Get it? Because their slogan is "I'm loving it" and this woman is clearly not? Because she's beating asses and breaking windows? Honestly after that headline came to me I almost felt like just leaving that and the video and not writing anything else. Just click 'save' and let the lols fly in. Because the rest of this blog just isn't going to match up. It's like a movie title that is awesome and then you go see it and it sucks. For instance: 'Don't Tell Mom the Babysitters Dead.' Great title. Bad movie. Should have just rolled the opening credits right into the closing credits. So basically my blog is a lot like Don't Tell Mom the Babysitters Dead.
In any case this video was making the rounds on the internets yesterday. This lady was apparently a tad, 'put off' shall we say? That the McDonalds she went to wasn't selling McNuggets. Got to say I'm going to side with the woman on this one. Look when you go to McDonalds there should be five things there AT ALL TIMES.
1. Big Macs
2. Orange Hi-C
3. French Fries
5. Dirty ball pit
Boom. Done. I'm pretty sure that's in the McDonalds constituition. Hell that may just be in America's constituition. You think Benjamin Franklin and George Washington were coming up with Democracy on an empty stomach? Negatory. Probably crushed a 20 spot of McNuggets each. So if I roll up to McDonalds and order McNuggets and there's no McNuggets I'm going to be a little pissed off too. Now maybe this lady took it to far with the punching and window breaking, I might have just tweeted or something about it but to each their own.

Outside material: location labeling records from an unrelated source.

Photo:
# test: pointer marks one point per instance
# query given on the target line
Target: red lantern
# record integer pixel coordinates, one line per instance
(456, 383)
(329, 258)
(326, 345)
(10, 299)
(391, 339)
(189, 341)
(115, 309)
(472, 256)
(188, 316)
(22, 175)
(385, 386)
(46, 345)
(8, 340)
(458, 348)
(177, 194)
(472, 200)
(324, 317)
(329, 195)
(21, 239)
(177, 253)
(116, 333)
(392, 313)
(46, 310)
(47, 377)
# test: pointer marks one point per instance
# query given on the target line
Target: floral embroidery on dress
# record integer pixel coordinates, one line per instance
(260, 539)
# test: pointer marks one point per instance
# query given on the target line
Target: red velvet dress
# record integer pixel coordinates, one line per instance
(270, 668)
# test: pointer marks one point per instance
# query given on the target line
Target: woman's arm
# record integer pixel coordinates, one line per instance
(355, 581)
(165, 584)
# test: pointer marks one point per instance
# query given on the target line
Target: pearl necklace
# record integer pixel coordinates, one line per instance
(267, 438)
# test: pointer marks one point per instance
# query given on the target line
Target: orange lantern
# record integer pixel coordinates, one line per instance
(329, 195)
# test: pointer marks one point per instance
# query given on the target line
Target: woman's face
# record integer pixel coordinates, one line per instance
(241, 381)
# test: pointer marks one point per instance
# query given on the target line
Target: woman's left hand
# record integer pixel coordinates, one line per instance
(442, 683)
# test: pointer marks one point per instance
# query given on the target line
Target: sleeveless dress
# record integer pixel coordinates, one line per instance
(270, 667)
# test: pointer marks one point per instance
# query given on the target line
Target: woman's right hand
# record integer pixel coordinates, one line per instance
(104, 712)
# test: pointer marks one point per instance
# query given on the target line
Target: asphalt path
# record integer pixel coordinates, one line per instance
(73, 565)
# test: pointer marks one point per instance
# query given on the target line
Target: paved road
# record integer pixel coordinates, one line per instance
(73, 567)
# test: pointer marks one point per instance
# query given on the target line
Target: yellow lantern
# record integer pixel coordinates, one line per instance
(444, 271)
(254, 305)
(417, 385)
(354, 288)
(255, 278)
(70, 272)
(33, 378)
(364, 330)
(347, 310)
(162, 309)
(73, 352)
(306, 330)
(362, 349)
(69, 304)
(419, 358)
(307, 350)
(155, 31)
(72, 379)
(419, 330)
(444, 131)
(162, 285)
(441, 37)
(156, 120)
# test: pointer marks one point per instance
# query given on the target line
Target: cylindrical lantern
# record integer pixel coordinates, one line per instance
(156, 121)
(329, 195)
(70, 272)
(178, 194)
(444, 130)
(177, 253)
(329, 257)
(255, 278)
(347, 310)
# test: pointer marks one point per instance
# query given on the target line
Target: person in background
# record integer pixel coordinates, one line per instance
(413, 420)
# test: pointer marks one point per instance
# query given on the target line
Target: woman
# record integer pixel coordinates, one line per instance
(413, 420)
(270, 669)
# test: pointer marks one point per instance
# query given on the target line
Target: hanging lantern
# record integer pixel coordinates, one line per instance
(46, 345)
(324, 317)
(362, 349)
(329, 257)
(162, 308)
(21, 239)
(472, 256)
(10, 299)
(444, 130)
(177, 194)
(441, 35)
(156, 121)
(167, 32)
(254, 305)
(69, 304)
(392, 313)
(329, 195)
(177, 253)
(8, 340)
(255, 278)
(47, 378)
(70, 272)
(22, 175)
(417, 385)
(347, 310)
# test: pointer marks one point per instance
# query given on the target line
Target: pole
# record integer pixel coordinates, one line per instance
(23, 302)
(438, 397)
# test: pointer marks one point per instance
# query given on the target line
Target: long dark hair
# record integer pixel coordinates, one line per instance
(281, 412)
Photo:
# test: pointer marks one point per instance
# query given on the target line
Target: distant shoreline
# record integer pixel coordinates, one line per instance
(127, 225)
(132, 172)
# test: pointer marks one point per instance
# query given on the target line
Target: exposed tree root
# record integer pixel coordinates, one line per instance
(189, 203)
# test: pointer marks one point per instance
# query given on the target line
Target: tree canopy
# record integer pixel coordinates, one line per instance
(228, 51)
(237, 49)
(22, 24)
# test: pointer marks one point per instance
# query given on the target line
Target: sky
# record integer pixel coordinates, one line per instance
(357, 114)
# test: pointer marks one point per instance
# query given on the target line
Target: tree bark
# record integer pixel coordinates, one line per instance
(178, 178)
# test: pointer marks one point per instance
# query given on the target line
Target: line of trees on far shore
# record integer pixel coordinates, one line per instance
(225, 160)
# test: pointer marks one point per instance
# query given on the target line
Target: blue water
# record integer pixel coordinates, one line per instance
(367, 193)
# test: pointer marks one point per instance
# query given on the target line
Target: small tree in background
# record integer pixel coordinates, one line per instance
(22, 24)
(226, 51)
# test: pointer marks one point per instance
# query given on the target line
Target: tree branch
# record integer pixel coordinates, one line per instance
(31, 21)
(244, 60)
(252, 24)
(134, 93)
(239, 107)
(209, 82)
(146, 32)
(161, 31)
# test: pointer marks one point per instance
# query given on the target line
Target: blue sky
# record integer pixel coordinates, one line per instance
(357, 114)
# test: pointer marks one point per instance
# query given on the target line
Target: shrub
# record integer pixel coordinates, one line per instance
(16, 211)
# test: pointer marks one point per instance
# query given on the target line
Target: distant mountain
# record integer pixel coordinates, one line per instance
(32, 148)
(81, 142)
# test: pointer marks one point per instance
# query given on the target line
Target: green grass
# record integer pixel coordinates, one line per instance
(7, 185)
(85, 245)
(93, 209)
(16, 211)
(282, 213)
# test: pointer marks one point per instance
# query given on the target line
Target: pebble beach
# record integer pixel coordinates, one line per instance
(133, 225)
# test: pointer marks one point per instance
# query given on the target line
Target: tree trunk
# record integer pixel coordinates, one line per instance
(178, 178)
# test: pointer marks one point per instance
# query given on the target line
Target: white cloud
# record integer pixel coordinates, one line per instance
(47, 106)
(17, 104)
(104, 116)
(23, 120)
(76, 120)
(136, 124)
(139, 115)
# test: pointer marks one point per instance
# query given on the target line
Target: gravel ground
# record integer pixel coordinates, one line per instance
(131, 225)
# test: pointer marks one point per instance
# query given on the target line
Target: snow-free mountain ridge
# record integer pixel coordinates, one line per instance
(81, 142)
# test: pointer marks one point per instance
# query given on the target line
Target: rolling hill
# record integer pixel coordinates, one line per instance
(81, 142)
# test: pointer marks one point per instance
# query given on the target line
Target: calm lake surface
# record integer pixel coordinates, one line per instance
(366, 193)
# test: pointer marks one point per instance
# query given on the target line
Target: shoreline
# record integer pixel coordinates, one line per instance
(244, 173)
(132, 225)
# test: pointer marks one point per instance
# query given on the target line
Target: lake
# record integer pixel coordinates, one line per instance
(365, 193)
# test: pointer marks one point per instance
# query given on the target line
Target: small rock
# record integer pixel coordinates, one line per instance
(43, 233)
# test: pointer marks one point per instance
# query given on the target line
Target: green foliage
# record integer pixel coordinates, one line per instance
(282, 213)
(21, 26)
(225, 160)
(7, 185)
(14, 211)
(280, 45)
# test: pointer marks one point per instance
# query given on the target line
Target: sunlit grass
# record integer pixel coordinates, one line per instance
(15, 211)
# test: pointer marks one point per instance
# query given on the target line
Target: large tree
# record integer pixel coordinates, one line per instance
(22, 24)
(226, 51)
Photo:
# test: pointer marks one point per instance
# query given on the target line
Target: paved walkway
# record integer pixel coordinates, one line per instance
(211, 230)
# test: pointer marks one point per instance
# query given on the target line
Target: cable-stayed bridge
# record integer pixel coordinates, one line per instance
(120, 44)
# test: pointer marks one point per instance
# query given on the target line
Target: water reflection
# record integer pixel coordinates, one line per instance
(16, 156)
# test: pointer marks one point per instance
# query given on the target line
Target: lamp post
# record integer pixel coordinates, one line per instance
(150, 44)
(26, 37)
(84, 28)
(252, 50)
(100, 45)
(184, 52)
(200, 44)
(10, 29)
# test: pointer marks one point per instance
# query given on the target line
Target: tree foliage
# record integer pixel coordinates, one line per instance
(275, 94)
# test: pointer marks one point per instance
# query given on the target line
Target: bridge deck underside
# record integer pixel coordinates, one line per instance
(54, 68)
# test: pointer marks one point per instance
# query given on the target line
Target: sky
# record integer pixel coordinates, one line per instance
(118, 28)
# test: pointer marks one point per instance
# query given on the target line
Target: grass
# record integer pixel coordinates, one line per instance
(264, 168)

PS: My favorite part of this video is actually the end where the person behind this chick rolls up just wanting his order. And the woman who just got KILLED grabs his bag and hands it over like nothing happened! Employee of the month anyone? Like if I'm working at McDonalds and I just get nailed with some haymakers I'm calling it a day. Heck I almost called it a day this morning when I tried to log on to my work computer and this came up:
Welp, if I can't log into my facebook I'm outtie!
Double PS: This woman had to be Linda Hamilton right? Like only Linda Hamilton could have her fingers slammed in a drive thru window and not flinch. Must have had John Connor in the passenger seat trying to get some food while hunting down Skynet.